Pour reprendre le célèbre adage « quand c’est gratuit, c’est toi le produit », on peut imaginer des courtiers Bourse offrant la gratuité sur les frais de bourse en échange d’un partage des données de leurs clients. Il ne faut pas oublier que dans le cas d’une entreprise comptant des millions d’utilisateurs, la monétisation de la « data » peut-être une source de revenus considérable surtout quand il s’agit de données financières. Nous ne savons pas si Robinhood monétise les données financières de leurs clients car rien n’est indiqué à ce sujet sur leur site web.

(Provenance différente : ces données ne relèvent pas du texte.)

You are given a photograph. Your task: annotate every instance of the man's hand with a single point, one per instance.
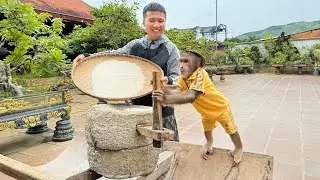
(237, 155)
(165, 80)
(206, 150)
(159, 96)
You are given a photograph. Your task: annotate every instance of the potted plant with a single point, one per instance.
(245, 63)
(278, 61)
(316, 55)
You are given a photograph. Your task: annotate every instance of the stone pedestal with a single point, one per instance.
(116, 149)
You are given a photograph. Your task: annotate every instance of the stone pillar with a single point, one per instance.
(116, 149)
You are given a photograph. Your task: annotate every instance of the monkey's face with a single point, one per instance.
(188, 64)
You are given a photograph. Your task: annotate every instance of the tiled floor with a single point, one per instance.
(276, 115)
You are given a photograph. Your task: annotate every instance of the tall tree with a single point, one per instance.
(34, 43)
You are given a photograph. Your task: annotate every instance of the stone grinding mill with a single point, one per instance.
(124, 140)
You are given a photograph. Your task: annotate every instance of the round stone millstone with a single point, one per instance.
(123, 163)
(113, 126)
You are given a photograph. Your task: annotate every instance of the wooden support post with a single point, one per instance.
(157, 109)
(19, 170)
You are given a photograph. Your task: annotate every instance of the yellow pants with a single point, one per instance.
(225, 119)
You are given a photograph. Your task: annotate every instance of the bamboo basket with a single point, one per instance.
(81, 74)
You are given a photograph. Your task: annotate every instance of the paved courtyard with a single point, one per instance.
(277, 115)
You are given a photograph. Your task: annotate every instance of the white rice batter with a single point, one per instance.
(117, 79)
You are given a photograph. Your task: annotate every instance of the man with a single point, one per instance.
(156, 47)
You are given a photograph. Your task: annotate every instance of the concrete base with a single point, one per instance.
(123, 163)
(113, 127)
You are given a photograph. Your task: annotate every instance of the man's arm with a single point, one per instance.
(124, 50)
(171, 89)
(173, 66)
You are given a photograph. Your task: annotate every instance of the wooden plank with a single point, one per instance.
(169, 175)
(163, 166)
(158, 135)
(19, 170)
(157, 109)
(219, 165)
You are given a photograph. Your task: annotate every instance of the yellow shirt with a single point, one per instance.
(211, 103)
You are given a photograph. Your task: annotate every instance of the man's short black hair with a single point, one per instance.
(153, 6)
(198, 55)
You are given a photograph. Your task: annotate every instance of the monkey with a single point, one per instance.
(195, 86)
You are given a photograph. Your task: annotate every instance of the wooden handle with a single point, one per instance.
(157, 109)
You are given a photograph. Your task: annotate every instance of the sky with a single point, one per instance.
(240, 16)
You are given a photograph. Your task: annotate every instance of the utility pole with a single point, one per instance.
(216, 24)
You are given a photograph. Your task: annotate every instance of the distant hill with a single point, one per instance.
(287, 29)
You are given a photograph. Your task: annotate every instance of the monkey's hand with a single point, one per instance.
(206, 150)
(159, 96)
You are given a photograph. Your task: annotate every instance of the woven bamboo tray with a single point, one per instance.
(82, 74)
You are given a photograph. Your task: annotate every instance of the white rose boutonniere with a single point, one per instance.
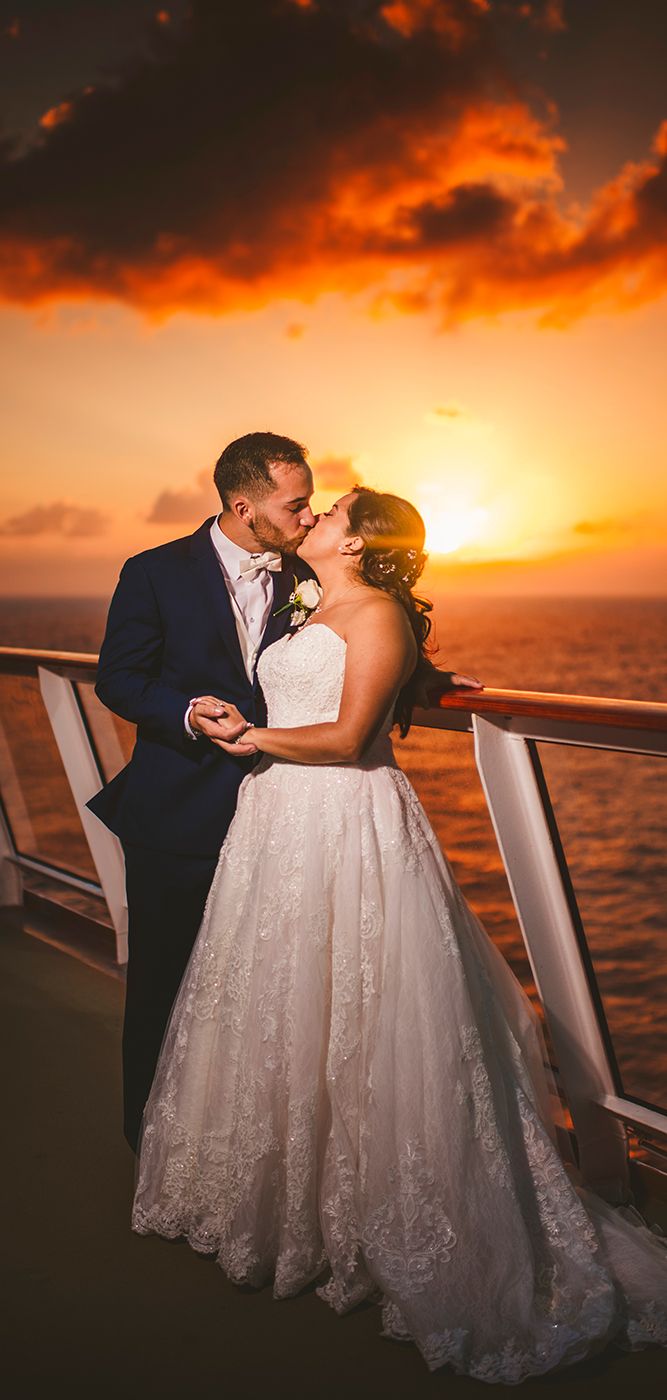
(304, 599)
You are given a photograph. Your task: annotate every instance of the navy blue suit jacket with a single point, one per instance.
(170, 636)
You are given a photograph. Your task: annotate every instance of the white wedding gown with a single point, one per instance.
(352, 1084)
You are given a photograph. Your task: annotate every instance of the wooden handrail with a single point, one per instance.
(624, 714)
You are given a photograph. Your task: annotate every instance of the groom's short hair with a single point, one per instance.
(245, 464)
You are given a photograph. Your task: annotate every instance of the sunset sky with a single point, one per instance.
(428, 238)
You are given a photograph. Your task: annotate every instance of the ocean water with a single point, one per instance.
(611, 808)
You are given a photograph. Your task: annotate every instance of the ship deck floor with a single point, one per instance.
(93, 1309)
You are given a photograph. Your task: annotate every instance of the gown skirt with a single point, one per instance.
(353, 1087)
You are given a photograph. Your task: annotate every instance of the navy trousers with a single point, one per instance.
(166, 900)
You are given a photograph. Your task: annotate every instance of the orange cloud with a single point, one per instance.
(390, 157)
(188, 506)
(56, 115)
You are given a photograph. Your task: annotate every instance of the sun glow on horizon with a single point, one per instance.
(450, 525)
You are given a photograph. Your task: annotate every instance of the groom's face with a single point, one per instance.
(283, 518)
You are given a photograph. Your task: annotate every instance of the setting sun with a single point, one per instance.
(451, 525)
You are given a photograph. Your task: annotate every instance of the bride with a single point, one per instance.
(353, 1087)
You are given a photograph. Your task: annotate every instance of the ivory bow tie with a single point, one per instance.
(257, 563)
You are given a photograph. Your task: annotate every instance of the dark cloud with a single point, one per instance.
(276, 147)
(59, 518)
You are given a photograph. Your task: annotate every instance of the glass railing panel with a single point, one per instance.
(112, 737)
(442, 767)
(611, 812)
(37, 795)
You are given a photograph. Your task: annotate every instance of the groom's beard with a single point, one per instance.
(271, 536)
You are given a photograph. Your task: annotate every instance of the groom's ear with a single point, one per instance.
(241, 507)
(352, 546)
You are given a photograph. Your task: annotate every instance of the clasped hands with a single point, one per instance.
(222, 723)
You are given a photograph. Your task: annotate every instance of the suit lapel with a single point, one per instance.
(216, 594)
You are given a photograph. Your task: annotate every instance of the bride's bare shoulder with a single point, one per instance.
(379, 612)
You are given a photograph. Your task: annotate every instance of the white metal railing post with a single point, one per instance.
(83, 776)
(545, 917)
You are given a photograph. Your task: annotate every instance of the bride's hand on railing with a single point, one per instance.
(432, 683)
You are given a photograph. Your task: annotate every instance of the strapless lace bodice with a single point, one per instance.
(301, 678)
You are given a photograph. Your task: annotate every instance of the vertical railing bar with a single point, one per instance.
(88, 731)
(544, 913)
(575, 912)
(83, 774)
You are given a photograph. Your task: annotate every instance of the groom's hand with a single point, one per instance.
(215, 718)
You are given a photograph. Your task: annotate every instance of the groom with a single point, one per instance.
(187, 625)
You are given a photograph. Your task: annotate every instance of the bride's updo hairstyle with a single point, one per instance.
(393, 559)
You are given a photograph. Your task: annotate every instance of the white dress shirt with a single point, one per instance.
(251, 601)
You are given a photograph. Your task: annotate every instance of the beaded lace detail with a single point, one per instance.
(353, 1085)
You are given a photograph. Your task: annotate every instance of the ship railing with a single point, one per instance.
(58, 745)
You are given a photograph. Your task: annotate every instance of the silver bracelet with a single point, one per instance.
(248, 725)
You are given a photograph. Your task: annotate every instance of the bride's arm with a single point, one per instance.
(380, 657)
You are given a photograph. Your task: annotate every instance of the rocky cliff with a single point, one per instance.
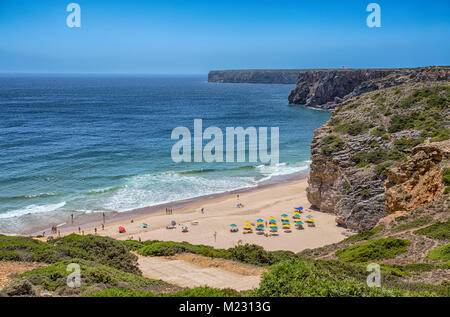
(327, 88)
(382, 151)
(254, 76)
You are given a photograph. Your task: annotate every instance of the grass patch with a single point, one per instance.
(439, 230)
(413, 224)
(378, 249)
(440, 254)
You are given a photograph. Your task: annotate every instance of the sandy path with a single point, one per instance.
(185, 274)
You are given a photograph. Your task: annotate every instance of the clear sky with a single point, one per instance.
(195, 36)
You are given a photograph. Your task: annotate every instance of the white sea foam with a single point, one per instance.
(31, 209)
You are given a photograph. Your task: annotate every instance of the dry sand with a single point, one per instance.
(220, 212)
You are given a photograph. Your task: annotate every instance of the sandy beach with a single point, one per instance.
(212, 226)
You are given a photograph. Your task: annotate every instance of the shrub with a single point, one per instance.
(440, 254)
(377, 249)
(300, 278)
(413, 224)
(439, 230)
(54, 277)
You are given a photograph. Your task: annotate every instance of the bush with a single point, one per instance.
(377, 249)
(413, 224)
(300, 278)
(54, 277)
(439, 230)
(446, 177)
(440, 254)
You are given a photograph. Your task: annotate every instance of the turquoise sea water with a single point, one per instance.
(81, 144)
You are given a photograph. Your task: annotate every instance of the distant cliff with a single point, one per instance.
(254, 76)
(327, 88)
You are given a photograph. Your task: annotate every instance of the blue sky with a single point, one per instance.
(193, 37)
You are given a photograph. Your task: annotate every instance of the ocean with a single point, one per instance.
(102, 143)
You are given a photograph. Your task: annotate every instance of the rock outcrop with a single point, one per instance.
(327, 88)
(393, 134)
(254, 76)
(417, 181)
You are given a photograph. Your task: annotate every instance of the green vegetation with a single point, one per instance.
(446, 177)
(306, 279)
(365, 235)
(332, 144)
(376, 249)
(440, 254)
(101, 250)
(439, 230)
(407, 143)
(189, 292)
(248, 253)
(54, 277)
(354, 127)
(419, 222)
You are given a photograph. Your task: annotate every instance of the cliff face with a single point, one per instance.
(381, 152)
(327, 88)
(254, 76)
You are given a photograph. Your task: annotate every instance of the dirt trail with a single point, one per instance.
(185, 274)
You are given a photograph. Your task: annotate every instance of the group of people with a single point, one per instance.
(169, 211)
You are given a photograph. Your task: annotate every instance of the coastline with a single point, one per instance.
(211, 226)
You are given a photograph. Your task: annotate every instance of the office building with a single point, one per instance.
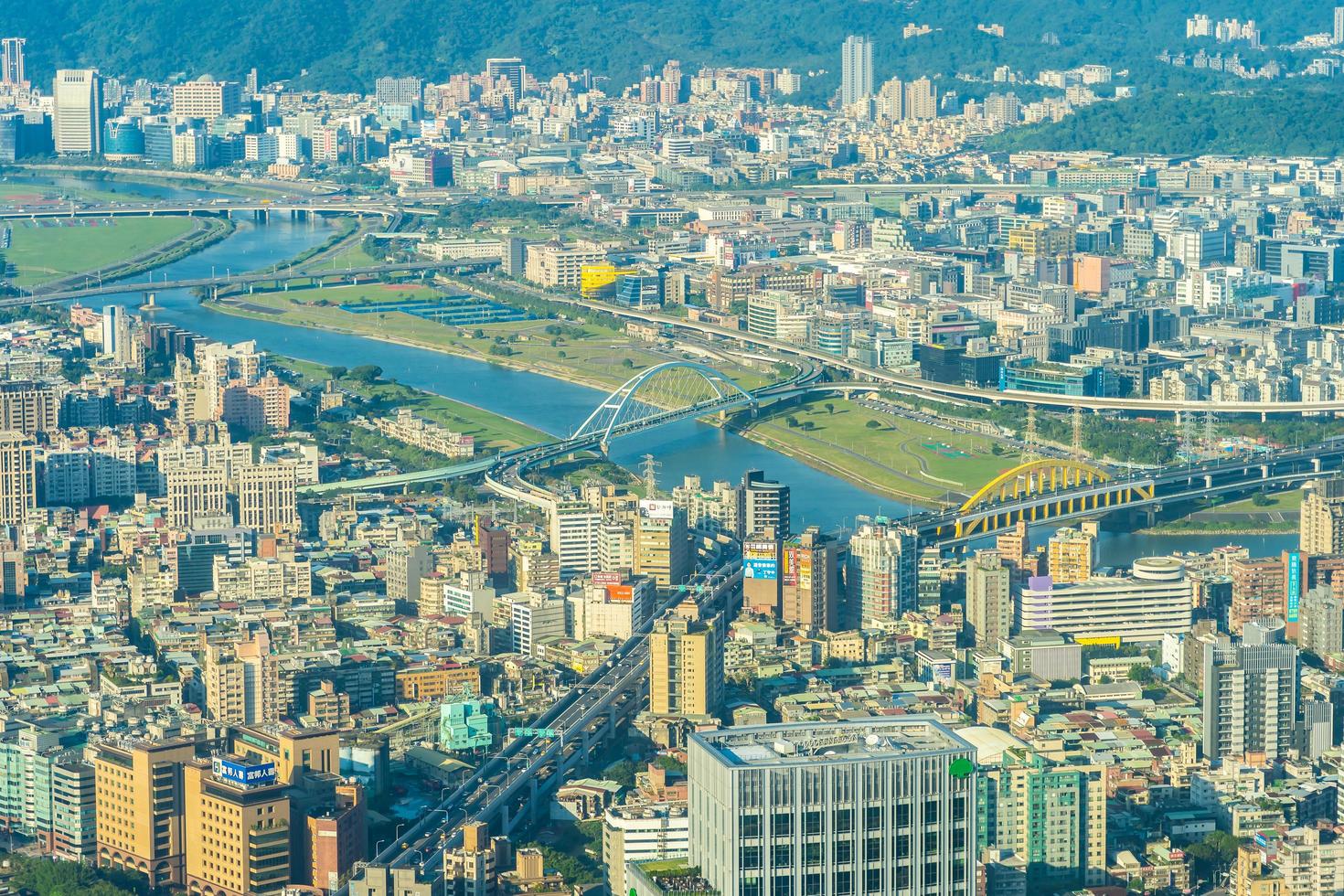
(242, 683)
(11, 62)
(644, 832)
(686, 667)
(1321, 523)
(851, 806)
(988, 598)
(140, 807)
(208, 98)
(1250, 695)
(661, 543)
(1051, 816)
(77, 112)
(28, 407)
(880, 572)
(195, 495)
(1151, 602)
(408, 564)
(268, 497)
(1069, 555)
(237, 827)
(17, 478)
(855, 70)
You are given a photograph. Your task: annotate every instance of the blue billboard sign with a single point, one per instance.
(240, 773)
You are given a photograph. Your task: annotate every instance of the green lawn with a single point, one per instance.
(492, 432)
(598, 355)
(900, 455)
(43, 254)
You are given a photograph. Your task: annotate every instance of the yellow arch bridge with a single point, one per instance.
(1040, 491)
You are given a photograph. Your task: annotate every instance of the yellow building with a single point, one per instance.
(140, 807)
(600, 280)
(1069, 555)
(237, 830)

Cependant, les conditions d’utilisation ne l’interdisent pas.
Enfin, nous attirons votre attention sur le fait qu’au moment de choisir son courtier Bourse, les prix pratiqués par les brokers sont certes des éléments importants à prendre en compte mais la grille tarifaire ne doit pas l’emporter sur toutes autres considérations. Il est primordial de sélectionner un courtier en ligne adapté à son profil et ses besoins. Ainsi, Robinhood pourra par exemple convenir pour un petit porteur, jeune, désirant investir facilement depuis une application mobile et à moindre coût. En revanche, pour un investisseur averti, expert en analyse technique et fondamentale qui investit des sommes conséquentes en Bourse, il vaudra peut être mieux se tourner vers d’autres courtiers Bourse plus adaptés.